Fifteen-year-old Jose says he was a soldier - a radio operator. I meet Jose at Capembe in south-eastern Angola, one of the reception centres for former Unita soldiers. Military training He says that he served for four years, in charge of communications between one area and another, and served as a radio operator during a battle. All he can remember is that after the battle there was hunger and people were left wounded. Other people ran away.
As we talk, Jose starts to admit that he was more than just a radio operator, and underwent military training at Unita's former headquarters in Jamba. "I learnt to attack, to shoot. I had an AKM, I used it in battle. The first time I was in battle I was 14 years old," Jose says. 'Volunteer' Unknown numbers of children were forcibly conscripted both by Unita and by the Angolan Armed Forces during the course of the war. I ask Jose who exactly ordered him to join the army, but he insists he was a volunteer. Did no-one encourage him to fight?
"I encouraged myself," he says. We had to defend our country because we were at war." Jose believes his parents are still alive, but when I ask him how he became separated from them his answers become difficult to understand. Eduardo, a Unita official in the camp who is familiar with Jose's story, explains what happened. "His parents left him at Jamba when they went to Malanje," Eduardo says. Separated "Because he was in military service they were not allowed to take them with him. They wanted to go back to Malanje because it was their land. Since then he has never met his parents. But he knows they are still alive and in Malanje." Separated from their families and communities, and forced into the trauma of war, child soldiers need special care and support if they are to have any hope of living normal lives as adults. "It's extremely complex. You're talking about children who were involved in armed conflict when they were too young, some of them possibly children of adult soldiers," Abubakar Sultan, the child protection officer for the United Nations Children's Fund (Unicef) in Angola says.

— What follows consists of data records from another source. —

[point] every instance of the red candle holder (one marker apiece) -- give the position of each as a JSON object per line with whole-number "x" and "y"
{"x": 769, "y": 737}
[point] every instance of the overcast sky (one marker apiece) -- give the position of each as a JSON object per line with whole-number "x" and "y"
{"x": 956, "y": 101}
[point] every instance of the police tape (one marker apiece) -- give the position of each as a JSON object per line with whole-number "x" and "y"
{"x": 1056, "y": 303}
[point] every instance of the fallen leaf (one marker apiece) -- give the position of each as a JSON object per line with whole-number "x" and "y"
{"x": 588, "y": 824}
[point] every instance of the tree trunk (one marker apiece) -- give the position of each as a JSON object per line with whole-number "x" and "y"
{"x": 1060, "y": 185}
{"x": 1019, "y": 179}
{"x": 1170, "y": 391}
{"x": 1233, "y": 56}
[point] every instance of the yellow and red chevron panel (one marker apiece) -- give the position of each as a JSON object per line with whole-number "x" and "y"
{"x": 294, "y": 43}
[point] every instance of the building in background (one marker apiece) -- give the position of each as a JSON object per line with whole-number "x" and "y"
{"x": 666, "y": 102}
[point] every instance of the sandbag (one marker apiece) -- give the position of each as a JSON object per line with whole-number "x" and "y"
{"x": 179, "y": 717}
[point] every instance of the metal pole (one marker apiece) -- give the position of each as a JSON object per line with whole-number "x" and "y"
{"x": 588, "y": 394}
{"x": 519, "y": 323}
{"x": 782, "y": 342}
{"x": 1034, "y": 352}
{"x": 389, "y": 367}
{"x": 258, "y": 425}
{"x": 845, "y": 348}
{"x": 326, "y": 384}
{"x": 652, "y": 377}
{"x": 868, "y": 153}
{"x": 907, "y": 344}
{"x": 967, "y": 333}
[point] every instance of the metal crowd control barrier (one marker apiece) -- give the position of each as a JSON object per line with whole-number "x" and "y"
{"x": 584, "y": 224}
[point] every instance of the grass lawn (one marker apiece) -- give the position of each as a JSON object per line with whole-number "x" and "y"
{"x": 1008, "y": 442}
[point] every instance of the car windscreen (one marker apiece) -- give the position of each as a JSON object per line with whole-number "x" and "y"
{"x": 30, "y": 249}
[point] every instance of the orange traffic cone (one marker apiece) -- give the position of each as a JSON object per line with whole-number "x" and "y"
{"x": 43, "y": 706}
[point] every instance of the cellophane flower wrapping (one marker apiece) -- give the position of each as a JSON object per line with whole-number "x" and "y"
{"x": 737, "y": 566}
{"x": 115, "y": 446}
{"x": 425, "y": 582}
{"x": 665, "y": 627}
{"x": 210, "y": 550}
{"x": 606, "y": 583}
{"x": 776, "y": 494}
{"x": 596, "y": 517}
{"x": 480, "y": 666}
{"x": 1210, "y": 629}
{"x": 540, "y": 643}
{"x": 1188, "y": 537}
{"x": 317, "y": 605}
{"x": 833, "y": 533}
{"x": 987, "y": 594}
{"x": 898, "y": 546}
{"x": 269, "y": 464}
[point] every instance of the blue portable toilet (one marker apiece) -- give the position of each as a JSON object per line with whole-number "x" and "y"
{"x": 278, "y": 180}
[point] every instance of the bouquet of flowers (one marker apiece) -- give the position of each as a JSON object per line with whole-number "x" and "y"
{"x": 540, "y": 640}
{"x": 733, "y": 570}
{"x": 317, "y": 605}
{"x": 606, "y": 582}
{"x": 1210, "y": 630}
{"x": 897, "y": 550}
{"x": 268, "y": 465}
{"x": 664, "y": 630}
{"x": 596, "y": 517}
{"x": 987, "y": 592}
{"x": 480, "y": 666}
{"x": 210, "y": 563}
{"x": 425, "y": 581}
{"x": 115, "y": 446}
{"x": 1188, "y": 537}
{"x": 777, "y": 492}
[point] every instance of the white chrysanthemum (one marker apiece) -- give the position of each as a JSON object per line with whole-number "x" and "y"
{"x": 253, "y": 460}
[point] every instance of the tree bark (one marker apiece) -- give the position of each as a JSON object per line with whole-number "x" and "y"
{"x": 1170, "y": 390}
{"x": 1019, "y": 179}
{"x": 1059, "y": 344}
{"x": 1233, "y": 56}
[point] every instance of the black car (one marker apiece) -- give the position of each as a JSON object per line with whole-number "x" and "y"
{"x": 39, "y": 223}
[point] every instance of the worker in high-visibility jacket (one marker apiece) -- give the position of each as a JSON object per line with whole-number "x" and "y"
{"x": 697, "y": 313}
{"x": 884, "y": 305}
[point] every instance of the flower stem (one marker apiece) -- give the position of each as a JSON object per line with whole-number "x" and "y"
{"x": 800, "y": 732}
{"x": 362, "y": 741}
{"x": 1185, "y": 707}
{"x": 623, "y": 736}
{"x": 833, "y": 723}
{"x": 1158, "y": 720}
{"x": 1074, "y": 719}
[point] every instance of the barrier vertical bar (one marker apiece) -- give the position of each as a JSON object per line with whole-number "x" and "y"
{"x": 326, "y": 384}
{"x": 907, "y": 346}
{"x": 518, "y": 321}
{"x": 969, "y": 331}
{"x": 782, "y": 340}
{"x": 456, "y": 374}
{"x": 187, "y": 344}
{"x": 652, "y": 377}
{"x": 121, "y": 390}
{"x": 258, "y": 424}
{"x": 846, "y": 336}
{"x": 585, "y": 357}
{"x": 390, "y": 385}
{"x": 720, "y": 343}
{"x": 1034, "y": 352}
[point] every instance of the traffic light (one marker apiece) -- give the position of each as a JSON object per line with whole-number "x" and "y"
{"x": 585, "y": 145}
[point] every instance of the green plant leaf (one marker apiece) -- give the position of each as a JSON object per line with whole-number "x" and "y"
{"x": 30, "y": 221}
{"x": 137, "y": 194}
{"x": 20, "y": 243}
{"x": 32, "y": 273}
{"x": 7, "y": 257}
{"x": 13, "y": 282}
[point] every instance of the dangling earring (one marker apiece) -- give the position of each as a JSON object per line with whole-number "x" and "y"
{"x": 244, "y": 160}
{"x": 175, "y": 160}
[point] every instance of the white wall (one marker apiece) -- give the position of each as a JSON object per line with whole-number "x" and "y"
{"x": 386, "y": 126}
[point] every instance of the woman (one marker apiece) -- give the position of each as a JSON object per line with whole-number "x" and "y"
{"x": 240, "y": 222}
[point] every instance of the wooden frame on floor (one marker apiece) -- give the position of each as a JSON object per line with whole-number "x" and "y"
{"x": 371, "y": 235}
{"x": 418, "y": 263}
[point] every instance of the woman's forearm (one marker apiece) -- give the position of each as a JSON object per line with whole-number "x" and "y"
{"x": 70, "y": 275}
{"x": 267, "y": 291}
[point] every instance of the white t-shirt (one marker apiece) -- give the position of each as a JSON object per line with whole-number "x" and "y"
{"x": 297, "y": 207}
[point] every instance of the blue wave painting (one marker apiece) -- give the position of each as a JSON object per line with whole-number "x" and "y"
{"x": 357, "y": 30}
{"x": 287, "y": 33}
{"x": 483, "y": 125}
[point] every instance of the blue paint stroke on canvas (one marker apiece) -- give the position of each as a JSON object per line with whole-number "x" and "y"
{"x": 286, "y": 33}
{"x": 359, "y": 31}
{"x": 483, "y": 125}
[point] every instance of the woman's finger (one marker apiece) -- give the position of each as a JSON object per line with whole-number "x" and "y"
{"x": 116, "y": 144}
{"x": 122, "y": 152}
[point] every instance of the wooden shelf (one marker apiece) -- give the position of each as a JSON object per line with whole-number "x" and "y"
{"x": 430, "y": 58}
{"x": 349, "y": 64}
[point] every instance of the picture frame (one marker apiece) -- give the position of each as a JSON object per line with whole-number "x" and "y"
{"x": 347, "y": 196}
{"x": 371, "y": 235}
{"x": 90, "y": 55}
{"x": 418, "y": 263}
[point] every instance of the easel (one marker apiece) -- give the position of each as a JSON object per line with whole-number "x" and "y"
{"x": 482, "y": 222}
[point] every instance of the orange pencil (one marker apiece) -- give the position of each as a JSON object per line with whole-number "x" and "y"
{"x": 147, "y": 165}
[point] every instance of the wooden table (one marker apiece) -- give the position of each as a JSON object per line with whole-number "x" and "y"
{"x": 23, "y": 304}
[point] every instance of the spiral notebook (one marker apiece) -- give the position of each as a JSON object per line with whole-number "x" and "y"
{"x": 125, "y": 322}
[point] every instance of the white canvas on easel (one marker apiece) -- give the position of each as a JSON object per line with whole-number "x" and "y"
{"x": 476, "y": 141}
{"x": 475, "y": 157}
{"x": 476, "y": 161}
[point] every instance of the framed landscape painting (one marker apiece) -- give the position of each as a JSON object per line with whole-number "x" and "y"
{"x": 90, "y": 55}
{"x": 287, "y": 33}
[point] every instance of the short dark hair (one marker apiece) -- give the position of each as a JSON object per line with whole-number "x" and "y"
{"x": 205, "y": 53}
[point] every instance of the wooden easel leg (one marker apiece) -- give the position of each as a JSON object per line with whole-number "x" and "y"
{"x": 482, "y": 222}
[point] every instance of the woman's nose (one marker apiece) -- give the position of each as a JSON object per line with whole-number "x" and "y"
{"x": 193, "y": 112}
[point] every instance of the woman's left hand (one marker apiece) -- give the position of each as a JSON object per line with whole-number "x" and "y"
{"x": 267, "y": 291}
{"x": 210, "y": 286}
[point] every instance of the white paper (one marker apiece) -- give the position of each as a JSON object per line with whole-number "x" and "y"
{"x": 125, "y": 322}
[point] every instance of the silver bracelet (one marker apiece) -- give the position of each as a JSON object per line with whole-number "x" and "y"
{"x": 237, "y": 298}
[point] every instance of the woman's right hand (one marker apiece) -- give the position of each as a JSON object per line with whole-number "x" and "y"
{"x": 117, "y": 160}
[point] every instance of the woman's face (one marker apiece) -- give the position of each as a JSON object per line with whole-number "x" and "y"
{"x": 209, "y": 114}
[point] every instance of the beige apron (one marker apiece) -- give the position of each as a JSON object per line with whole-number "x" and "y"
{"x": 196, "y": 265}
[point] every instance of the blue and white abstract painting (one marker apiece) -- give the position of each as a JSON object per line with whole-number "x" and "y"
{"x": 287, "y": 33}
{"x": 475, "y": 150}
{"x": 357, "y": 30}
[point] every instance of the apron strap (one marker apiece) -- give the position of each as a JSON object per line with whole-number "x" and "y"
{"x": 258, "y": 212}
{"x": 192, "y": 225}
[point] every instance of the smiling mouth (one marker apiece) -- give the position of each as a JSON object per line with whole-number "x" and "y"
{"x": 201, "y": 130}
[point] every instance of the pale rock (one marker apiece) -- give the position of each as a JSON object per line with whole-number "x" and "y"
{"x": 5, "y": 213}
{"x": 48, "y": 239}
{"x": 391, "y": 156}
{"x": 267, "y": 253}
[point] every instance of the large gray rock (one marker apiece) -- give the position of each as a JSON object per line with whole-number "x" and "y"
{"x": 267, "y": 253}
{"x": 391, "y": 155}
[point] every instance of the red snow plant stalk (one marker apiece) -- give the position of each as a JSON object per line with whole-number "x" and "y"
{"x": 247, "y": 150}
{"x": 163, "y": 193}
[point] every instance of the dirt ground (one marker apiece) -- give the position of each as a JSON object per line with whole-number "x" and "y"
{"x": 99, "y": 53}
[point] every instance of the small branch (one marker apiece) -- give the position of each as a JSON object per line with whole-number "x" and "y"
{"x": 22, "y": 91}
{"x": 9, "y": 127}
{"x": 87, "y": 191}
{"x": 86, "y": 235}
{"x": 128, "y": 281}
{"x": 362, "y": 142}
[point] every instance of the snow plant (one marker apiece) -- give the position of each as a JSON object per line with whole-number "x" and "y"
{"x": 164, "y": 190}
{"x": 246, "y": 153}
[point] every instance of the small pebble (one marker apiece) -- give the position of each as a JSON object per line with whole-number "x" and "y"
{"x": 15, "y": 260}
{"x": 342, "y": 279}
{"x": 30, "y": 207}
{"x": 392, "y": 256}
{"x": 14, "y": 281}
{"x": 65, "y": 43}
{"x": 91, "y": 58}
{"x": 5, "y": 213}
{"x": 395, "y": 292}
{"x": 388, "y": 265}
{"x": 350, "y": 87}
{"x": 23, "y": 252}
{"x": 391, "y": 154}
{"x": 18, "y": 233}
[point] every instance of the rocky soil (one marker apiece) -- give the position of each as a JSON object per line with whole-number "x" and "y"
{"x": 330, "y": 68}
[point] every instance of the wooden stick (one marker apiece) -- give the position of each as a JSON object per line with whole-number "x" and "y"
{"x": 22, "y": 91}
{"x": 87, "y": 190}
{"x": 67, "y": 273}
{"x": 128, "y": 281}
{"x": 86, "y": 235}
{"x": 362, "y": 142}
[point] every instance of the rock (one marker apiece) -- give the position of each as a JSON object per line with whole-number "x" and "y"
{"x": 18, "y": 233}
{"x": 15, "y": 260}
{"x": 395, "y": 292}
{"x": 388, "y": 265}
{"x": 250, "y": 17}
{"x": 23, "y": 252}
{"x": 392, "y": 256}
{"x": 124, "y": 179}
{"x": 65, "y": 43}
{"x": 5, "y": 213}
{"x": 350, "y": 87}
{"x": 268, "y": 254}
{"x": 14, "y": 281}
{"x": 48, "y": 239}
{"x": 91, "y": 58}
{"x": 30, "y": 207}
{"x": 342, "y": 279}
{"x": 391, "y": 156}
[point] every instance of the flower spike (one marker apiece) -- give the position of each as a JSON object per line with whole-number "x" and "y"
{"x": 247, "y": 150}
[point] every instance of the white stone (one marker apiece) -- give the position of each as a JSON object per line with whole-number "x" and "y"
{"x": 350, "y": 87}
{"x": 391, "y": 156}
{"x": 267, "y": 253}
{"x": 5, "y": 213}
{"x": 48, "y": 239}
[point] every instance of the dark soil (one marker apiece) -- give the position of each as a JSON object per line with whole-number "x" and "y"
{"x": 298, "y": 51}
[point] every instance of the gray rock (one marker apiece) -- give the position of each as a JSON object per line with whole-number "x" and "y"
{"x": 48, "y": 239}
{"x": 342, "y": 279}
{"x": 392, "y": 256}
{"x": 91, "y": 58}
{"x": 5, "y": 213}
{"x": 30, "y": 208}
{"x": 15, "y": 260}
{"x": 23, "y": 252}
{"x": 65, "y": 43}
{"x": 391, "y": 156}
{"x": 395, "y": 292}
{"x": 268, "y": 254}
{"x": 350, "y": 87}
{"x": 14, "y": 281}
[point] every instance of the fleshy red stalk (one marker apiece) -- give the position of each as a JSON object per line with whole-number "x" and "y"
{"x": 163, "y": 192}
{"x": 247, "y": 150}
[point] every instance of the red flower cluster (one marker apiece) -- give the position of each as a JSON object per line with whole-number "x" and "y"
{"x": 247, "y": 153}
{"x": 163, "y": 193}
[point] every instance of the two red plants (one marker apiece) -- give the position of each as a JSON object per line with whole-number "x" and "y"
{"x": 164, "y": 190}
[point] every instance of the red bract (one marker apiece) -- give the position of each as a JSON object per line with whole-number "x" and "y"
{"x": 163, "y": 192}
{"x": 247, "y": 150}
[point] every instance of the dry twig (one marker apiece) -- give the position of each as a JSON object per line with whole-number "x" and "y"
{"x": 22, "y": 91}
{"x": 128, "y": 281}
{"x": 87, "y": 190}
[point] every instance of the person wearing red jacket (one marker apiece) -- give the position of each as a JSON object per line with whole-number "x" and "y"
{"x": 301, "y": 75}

"Others are children who were kidnapped from their families, and still you might have children who were born and brought up in a context of violence," he says. "So talking about rehabilitation and reintegration of these children means you have to basically rebuild their lives, you have to deal with their psycho-social problems that they're facing at the moment." Mr Sultan says it is necessary to "rebuild their access to basic education and help them on a day-to-day basis to cope with the conflicts, with the dilemmas, with the challenges of life back in their communities". Support for the former Unita soldiers has so far remained on the level of supplying basic foodstuffs. And in the various government and non-governmental programmes for the social reintegration of former combatants, the special needs of children get not a single mention.